No final da Segunda Grande Guerra, depois da muito aguardada queda da Alemanha, era urgente encontrar e, acima de tudo, punir culpados. Milhões de mortos e variadíssimos crimes contra a humanidade tinham de ser vingados com vista a restituir uma réstia de dignidade e justiça.
A Europa vivera um dos seus períodos mais negros entre 1939 e 1945 e, da luta entre Aliados e Forças do Eixo, os vencedores, se é que existiram, queriam o regresso da normalidade e, para isso, era necessário um julgamento global e público. Franklin Roosevelt, José Estaline e Winston Churchill ainda hesitaram entre execuções sem julgamento e um julgamento realizado por um Hermanntribunal internacional mas a segunda via, mais racional, acabou por vencer.
Diversos especialistas em direito internacional analisaram o perfil e ação dos arguidos e tentaram distinguir entre líderes, organizadores, instigadores, cúmplices, conspiradores e outros. A acusação variava entre Crimes contra a Paz, Crimes de Guerra e Crimes contra a Humanidade. As definições variavam, as consequências foram igualmente devastadoras e inimagináveis.
A sete de maio de 1945, a Alemanha rendia-se oficialmente e entre maio e outubro os Aliados analisaram os crimes praticados pelas forças do Terceiro Reich e, entre os nomes dos assassinos, figuravam figuras como Hermann Goering ou Ernst Kaltenbrunner. Detidos, os antigos membros nazis ocuparam as celas da prisão de Nuremberga e, enquanto aguardavam julgamento, foram entrevistados por Leon Goldensohn, um psiquiatra norte-, como os já referidos Goering e Kaltenbrunner mas também Hans Frank, Joachim von Ribbentrop, Rudolf Hoess ou Albert Speer.
Goldensohn, que fez parte da 63. ª Divisão de Infantaria do Exército do Mississípi enquanto capitão, chegou ao 121. º Hospital de Nuremberga a 29 de setembro de 1945, já com a patente de major, e organizou uma série de dossiers sobre os detidos que serviram a loucura liderada por Adolf Hitler.

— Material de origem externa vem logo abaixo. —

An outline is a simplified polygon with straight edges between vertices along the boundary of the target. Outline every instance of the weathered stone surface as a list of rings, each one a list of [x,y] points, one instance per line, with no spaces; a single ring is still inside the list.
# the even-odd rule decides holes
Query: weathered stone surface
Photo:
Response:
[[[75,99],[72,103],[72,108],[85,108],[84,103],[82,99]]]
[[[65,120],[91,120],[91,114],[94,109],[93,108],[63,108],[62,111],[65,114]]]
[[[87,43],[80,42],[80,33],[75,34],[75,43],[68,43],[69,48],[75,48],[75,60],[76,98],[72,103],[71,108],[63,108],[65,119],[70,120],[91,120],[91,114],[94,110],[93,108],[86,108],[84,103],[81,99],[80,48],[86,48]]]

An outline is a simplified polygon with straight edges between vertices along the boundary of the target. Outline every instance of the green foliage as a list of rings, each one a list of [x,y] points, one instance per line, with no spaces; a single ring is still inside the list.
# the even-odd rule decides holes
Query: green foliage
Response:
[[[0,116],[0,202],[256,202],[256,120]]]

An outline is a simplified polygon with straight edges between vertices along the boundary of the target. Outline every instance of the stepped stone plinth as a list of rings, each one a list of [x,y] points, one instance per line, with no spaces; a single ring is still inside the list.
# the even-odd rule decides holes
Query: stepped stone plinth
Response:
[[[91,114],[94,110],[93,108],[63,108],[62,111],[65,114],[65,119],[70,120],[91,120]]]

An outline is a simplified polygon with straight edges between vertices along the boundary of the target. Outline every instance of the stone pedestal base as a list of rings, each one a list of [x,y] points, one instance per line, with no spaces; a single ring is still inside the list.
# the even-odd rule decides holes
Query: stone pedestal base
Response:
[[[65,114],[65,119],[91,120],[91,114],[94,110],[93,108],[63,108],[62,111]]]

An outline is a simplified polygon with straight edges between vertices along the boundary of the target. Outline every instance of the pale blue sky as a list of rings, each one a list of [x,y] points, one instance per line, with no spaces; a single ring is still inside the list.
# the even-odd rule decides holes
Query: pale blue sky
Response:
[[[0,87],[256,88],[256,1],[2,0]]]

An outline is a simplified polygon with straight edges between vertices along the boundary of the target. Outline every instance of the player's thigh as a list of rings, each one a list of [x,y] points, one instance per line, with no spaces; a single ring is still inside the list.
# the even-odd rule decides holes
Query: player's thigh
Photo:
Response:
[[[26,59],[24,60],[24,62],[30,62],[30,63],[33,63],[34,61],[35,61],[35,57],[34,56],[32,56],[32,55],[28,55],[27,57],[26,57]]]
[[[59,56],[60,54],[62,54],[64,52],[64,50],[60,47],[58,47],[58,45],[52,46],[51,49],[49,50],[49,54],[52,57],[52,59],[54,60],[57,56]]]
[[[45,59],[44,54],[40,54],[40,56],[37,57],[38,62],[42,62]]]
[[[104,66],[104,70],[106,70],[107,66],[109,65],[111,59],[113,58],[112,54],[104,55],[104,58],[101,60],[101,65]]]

Ao folhear as quase 600 páginas de “Entrevistas de Nuremberga” (Tinta da China, 2014) verificamos, de forma clara, a capacidade (ou tentativa) manipuladora da psicologia “barata” utilizada pelos detidos que, quase na sua totalidade, afirmavam desconhecer por completo a estratégia de Hitler, limitando-se a cumprir ordens como um bom militar.
Essa tentativa de racionalização, quebrada pontualmente por homens como Speer ou Hess, está bem patente neste fabuloso grupo de entrevistas que ousam revelar várias facetas. Karl Donitz, autor do primeiro testemunho e o oficial mais graduado dos entrevistados, oferece, por exemplo, uma análise parcialmente interessante da Segunda Grande Guerra por parte do Terceiro Reich.

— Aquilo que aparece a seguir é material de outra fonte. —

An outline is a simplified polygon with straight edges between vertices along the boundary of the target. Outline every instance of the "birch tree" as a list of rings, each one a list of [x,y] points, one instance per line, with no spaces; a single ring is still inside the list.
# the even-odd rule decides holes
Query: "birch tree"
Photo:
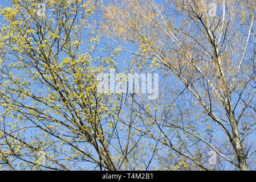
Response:
[[[255,1],[111,1],[101,8],[101,32],[131,54],[131,69],[161,73],[158,99],[135,101],[144,127],[132,127],[160,144],[153,159],[162,169],[255,169]]]

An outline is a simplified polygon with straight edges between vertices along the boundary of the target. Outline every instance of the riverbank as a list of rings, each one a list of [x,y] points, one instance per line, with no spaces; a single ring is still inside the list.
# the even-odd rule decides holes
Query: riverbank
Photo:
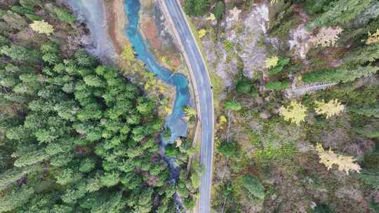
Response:
[[[105,0],[104,2],[108,33],[116,52],[119,55],[124,47],[129,44],[124,33],[124,27],[128,20],[124,13],[124,0]]]

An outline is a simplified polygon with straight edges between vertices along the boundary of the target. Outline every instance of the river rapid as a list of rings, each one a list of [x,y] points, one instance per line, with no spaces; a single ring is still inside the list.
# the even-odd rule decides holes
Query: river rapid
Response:
[[[86,23],[91,32],[92,45],[87,48],[88,52],[99,57],[114,59],[117,57],[114,47],[107,26],[105,4],[102,0],[66,0],[67,4],[78,15],[80,22]],[[160,154],[168,164],[170,181],[175,184],[180,173],[180,168],[175,163],[175,158],[168,158],[164,149],[168,144],[173,144],[180,137],[187,135],[187,125],[184,121],[183,107],[190,104],[189,82],[180,74],[173,73],[168,69],[160,65],[150,52],[149,45],[140,29],[140,2],[139,0],[125,0],[124,12],[128,20],[124,27],[125,36],[135,50],[137,58],[145,63],[147,69],[154,73],[156,77],[166,84],[175,88],[175,101],[172,114],[166,118],[165,126],[171,131],[171,137],[165,140],[161,137]],[[177,208],[179,209],[180,198],[174,196]]]

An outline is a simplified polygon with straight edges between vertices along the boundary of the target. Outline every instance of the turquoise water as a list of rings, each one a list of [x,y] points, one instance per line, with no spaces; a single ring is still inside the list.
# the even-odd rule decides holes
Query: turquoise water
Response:
[[[166,121],[166,125],[171,130],[168,142],[173,142],[179,137],[187,135],[187,123],[183,121],[183,106],[189,105],[190,101],[190,90],[187,78],[179,74],[173,74],[169,69],[159,65],[152,55],[144,37],[139,29],[139,15],[140,3],[139,0],[125,0],[125,13],[128,24],[125,28],[128,40],[132,44],[137,57],[145,62],[149,71],[157,77],[175,88],[176,97],[173,106],[173,113]]]

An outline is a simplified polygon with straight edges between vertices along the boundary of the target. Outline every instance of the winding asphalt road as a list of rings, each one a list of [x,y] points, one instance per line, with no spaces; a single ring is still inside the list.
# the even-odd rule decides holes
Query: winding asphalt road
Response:
[[[183,11],[178,0],[164,0],[168,15],[172,19],[175,30],[180,37],[180,42],[187,55],[190,69],[194,74],[199,102],[201,123],[201,162],[205,170],[200,181],[200,198],[199,213],[211,212],[211,186],[213,156],[214,111],[212,87],[204,60],[197,45]]]

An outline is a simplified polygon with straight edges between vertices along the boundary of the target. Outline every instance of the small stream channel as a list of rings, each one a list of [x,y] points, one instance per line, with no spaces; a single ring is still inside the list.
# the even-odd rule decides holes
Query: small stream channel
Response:
[[[92,40],[93,47],[88,50],[99,57],[114,58],[116,53],[107,27],[102,0],[66,0],[67,4],[77,14],[79,20],[87,25]],[[183,120],[183,106],[190,105],[190,93],[187,78],[180,74],[173,73],[161,66],[150,52],[148,44],[140,33],[139,20],[140,2],[139,0],[124,0],[125,15],[128,23],[125,26],[125,35],[132,44],[137,57],[143,62],[147,69],[154,73],[157,78],[175,88],[173,112],[166,119],[165,125],[171,131],[168,139],[161,138],[160,154],[168,164],[171,172],[170,180],[175,184],[179,177],[180,168],[175,163],[175,158],[168,158],[164,149],[168,144],[174,143],[180,137],[187,135],[187,125]],[[177,193],[174,195],[177,210],[180,208],[180,198]]]

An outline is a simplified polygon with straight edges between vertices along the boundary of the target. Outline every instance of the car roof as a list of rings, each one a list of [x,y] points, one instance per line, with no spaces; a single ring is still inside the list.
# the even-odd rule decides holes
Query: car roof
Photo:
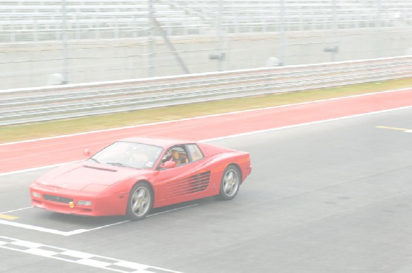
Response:
[[[184,139],[163,138],[163,137],[144,137],[133,136],[119,139],[118,141],[135,142],[138,143],[145,143],[154,146],[160,146],[167,148],[174,145],[195,143],[196,141],[191,141]]]

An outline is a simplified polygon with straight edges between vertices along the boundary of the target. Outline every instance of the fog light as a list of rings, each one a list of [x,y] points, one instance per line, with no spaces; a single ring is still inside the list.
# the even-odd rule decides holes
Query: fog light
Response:
[[[78,200],[76,204],[78,206],[91,206],[91,201]]]
[[[40,198],[40,197],[41,196],[41,195],[40,193],[34,192],[34,191],[33,191],[32,193],[32,195],[33,195],[33,197],[35,197],[36,198]]]

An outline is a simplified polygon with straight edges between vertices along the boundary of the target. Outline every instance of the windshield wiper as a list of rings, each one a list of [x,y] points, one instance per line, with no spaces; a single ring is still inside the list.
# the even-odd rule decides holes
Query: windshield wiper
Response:
[[[93,157],[91,157],[90,158],[89,158],[91,161],[93,161],[94,162],[95,162],[96,163],[100,163],[99,161],[98,161],[97,159],[93,158]]]
[[[123,163],[119,163],[118,162],[108,162],[106,164],[113,165],[115,165],[115,166],[126,167],[128,167],[128,168],[131,168],[132,167],[131,166],[129,166],[129,165],[127,165],[123,164]]]

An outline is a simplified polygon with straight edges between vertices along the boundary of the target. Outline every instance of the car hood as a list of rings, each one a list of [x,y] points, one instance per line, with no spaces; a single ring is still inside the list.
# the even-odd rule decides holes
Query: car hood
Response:
[[[36,182],[73,191],[101,191],[120,180],[147,171],[85,161],[54,169],[38,178]]]

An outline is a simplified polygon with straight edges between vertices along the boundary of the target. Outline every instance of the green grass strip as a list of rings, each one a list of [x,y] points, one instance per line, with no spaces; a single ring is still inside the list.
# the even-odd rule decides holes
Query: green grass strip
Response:
[[[0,143],[412,87],[412,78],[0,127]]]

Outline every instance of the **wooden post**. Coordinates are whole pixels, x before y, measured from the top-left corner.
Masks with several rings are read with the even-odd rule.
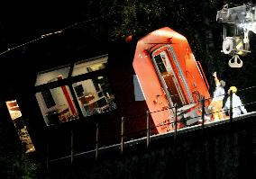
[[[151,121],[150,121],[150,112],[147,111],[147,149],[150,148],[151,143]]]
[[[123,156],[123,144],[124,144],[124,139],[123,139],[123,134],[124,134],[124,118],[122,117],[121,121],[121,156]]]
[[[96,123],[96,161],[98,158],[98,123]]]

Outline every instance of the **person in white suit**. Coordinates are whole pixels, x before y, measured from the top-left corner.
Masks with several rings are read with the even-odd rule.
[[[231,86],[228,90],[228,98],[223,109],[224,112],[228,111],[230,114],[230,99],[231,99],[231,91],[233,93],[232,105],[233,105],[233,117],[241,115],[242,113],[247,113],[247,110],[242,105],[242,103],[238,95],[236,95],[237,88],[235,86]]]

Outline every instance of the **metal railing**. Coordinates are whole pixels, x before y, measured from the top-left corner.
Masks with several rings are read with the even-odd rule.
[[[248,90],[253,90],[255,89],[255,86],[251,86],[251,87],[248,87],[248,88],[244,88],[244,89],[242,89],[239,91],[240,93],[240,96],[242,95],[241,93],[244,93],[244,92],[247,92]],[[225,94],[224,97],[227,97],[228,94]],[[233,116],[233,109],[235,108],[239,108],[241,106],[233,106],[233,97],[232,97],[232,93],[231,93],[231,95],[230,95],[230,98],[231,98],[231,103],[230,103],[230,107],[228,109],[228,112],[229,112],[229,116],[226,116],[225,119],[223,120],[223,121],[224,122],[230,122],[230,123],[233,123],[233,119],[234,117]],[[95,148],[91,148],[89,150],[87,150],[87,151],[83,151],[83,152],[79,152],[79,153],[75,153],[75,150],[74,150],[74,130],[71,129],[70,130],[70,155],[69,156],[66,156],[66,157],[58,157],[58,158],[55,158],[55,159],[50,159],[50,145],[49,145],[49,136],[48,136],[48,141],[46,142],[46,167],[47,169],[50,168],[50,162],[55,162],[55,161],[59,161],[59,160],[62,160],[62,159],[70,159],[70,165],[73,165],[74,163],[74,159],[75,159],[75,157],[79,157],[79,156],[82,156],[82,155],[87,155],[87,154],[95,154],[95,161],[97,161],[98,160],[98,157],[99,157],[99,154],[100,154],[100,151],[102,150],[107,150],[107,149],[120,149],[120,155],[122,156],[123,154],[123,151],[125,150],[125,148],[126,146],[129,146],[129,144],[136,144],[136,143],[142,143],[142,142],[145,142],[146,143],[146,148],[149,149],[150,147],[151,147],[151,140],[152,138],[156,138],[156,137],[160,137],[160,136],[162,136],[162,135],[171,135],[173,136],[174,139],[177,139],[178,135],[178,132],[184,132],[185,130],[187,130],[189,131],[189,130],[191,130],[192,128],[197,128],[197,129],[201,129],[202,131],[204,130],[204,129],[207,126],[211,126],[210,124],[213,123],[213,122],[218,122],[218,121],[215,121],[213,120],[213,118],[211,118],[211,121],[206,121],[206,115],[207,116],[213,116],[215,112],[206,112],[206,103],[209,103],[209,102],[212,100],[212,98],[208,98],[208,99],[205,99],[204,96],[201,96],[201,99],[197,102],[194,102],[194,103],[199,103],[199,108],[197,109],[198,112],[200,112],[200,114],[199,115],[197,115],[195,117],[189,117],[189,120],[193,119],[193,118],[197,118],[198,121],[195,123],[193,123],[192,125],[188,125],[188,126],[186,126],[184,125],[184,121],[186,121],[187,119],[186,118],[180,118],[179,114],[178,114],[178,105],[175,104],[174,106],[172,107],[169,107],[169,108],[166,108],[166,109],[163,109],[163,110],[160,110],[160,111],[155,111],[155,112],[145,112],[145,114],[144,115],[140,115],[140,116],[134,116],[134,117],[122,117],[121,118],[121,126],[120,126],[120,142],[119,143],[113,143],[111,145],[107,145],[107,146],[103,146],[104,144],[102,144],[102,146],[100,146],[100,143],[101,143],[101,138],[100,138],[100,134],[105,136],[105,135],[107,135],[107,132],[106,133],[104,133],[104,131],[101,133],[101,129],[105,129],[105,130],[107,130],[105,128],[100,128],[101,126],[104,126],[104,125],[110,125],[109,122],[107,123],[98,123],[96,122],[96,132],[95,132],[95,135],[96,135],[96,140],[95,140]],[[252,106],[256,104],[256,102],[248,102],[246,103],[243,103],[242,106],[246,106],[246,107],[249,107],[249,106]],[[182,107],[182,106],[179,106],[179,107]],[[170,109],[174,109],[172,110],[174,112],[173,113],[173,116],[170,117],[171,119],[167,119],[165,121],[160,123],[160,124],[155,124],[155,123],[151,123],[151,113],[155,113],[155,112],[161,112],[163,111],[166,111],[166,110],[170,110]],[[253,109],[253,110],[252,110]],[[254,109],[256,111],[256,106],[254,107],[251,107],[251,112],[254,112]],[[225,113],[227,112],[227,111],[223,111],[222,112],[223,113]],[[252,115],[256,115],[256,112],[252,112]],[[235,117],[236,118],[236,117]],[[130,132],[125,132],[125,121],[135,121],[136,119],[144,119],[146,120],[145,121],[145,123],[146,123],[146,128],[145,129],[140,129],[139,130],[135,130],[135,131],[130,131]],[[114,121],[111,121],[111,122],[114,122]],[[178,124],[183,124],[183,127],[180,127],[180,125],[178,126]],[[170,126],[173,126],[172,128],[169,128]],[[160,127],[167,127],[169,128],[169,129],[172,129],[170,130],[167,130],[165,134],[160,134],[160,135],[158,135],[154,132],[152,132],[152,130],[156,130],[158,128]],[[130,140],[126,140],[125,141],[125,137],[127,136],[142,136],[142,134],[144,134],[142,135],[142,137],[140,137],[138,139],[130,139]],[[111,138],[114,138],[113,136],[105,136],[105,137],[109,137],[110,139]],[[117,137],[114,136],[114,139],[116,139]]]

Segundo Donitz, muitos oficiais não sabiam sequer da “Solução Final”, limitando-se a, mais uma vez, “cumprir ordens” e, ainda que reconheçam as perseguições étnicas levadas a cabo pela SS, afastam-se dessa responsabilidade.

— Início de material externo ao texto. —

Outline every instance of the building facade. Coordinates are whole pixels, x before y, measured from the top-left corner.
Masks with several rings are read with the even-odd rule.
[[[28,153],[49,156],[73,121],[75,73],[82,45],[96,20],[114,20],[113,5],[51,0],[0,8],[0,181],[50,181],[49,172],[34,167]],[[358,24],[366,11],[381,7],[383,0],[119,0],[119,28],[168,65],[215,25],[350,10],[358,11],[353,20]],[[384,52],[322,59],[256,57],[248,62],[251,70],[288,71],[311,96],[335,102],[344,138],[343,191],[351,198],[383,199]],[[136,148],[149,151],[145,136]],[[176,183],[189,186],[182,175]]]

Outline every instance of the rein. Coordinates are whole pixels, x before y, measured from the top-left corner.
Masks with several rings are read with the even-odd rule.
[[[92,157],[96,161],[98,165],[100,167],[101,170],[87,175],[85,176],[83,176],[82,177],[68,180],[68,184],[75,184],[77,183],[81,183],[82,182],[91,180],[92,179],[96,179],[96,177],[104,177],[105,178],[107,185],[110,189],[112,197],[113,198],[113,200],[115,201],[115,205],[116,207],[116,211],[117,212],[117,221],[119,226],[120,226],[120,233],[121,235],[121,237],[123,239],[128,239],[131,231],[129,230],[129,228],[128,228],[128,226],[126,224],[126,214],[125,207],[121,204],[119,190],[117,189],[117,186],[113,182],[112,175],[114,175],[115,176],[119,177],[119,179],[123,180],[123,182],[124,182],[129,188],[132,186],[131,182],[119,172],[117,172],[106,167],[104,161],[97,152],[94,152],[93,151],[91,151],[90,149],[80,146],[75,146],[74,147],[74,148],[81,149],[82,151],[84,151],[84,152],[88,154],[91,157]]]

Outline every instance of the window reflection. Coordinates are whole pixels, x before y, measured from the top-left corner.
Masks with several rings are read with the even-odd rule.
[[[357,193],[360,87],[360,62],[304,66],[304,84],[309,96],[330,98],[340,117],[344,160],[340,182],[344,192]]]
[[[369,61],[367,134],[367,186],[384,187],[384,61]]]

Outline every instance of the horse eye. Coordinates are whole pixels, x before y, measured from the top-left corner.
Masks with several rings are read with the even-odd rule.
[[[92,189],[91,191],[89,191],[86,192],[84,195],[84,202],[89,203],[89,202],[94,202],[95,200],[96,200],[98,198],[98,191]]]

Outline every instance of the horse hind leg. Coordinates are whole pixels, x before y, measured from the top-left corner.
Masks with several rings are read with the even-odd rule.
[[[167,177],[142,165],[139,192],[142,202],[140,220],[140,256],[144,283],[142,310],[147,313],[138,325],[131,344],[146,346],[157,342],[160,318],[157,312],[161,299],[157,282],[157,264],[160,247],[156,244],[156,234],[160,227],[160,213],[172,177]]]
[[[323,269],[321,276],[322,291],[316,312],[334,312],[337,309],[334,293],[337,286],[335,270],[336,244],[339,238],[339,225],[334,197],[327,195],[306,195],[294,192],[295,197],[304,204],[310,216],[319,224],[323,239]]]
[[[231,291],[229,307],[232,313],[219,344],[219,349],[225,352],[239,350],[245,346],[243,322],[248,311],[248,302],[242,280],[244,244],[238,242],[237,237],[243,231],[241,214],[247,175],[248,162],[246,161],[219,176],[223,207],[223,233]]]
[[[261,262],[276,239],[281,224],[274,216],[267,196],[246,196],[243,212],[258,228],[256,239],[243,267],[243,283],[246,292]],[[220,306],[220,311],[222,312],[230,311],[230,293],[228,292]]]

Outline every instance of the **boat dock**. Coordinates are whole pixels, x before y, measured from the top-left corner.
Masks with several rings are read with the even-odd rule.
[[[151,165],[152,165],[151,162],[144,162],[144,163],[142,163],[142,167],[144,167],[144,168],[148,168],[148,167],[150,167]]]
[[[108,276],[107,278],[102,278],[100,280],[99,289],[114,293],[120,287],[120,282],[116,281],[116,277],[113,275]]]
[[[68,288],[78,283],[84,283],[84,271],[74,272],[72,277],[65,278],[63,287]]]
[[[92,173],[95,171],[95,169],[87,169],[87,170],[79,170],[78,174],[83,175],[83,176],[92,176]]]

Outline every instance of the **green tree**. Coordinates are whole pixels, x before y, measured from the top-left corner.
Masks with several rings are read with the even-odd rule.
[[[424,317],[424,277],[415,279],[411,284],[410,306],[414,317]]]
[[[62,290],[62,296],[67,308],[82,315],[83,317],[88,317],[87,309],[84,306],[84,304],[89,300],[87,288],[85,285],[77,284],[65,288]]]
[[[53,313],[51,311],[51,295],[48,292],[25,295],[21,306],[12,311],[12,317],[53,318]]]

Para muitos dos arguidos, as entrevistas de Goldensohn eram uma forma de conseguir alguma credibilidade (em alguns casos completamente bacoca), de forma a saírem beneficiados no que toca à sua defesa e presença em tribunal.
A manipulação, ou a tentativa da mesma, é diversas vezes notória em “Entrevistas de Nuremberga” e a frieza de algumas declarações deixam o leitor entender um pouco do raciocínio dos acusados.
Numa das mais intensas declarações de Goring, este afirmou: «Penso que não é nada desportivo matar crianças. É isso que mais me incomoda no extermínio dos judeus.» Hoess foi mais longe no que toca a sua desresponsabilização reagindo às perguntas de Goldensohn de forma fria e distante. Em resposta a uma questão do psiquiatra afirmou mesmo: «Não entendo o que quer dizer com ficar perturbado com estas coisas porque eu, pessoalmente, não assassinei ninguém. Era apenas o diretor do programa de extermínio de Auschwitz.»
Mesmo décadas depois é ainda hoje impossível não sentir um arrepio ao lembrar as atrocidades cometidas durante a ditadura nazi na Europa e, este livro, assume-se como um documento essencial para a compreensão e contextualização da história do Terceiro Reich e da Segunda Grande Guerra. Para que a memória não se apague.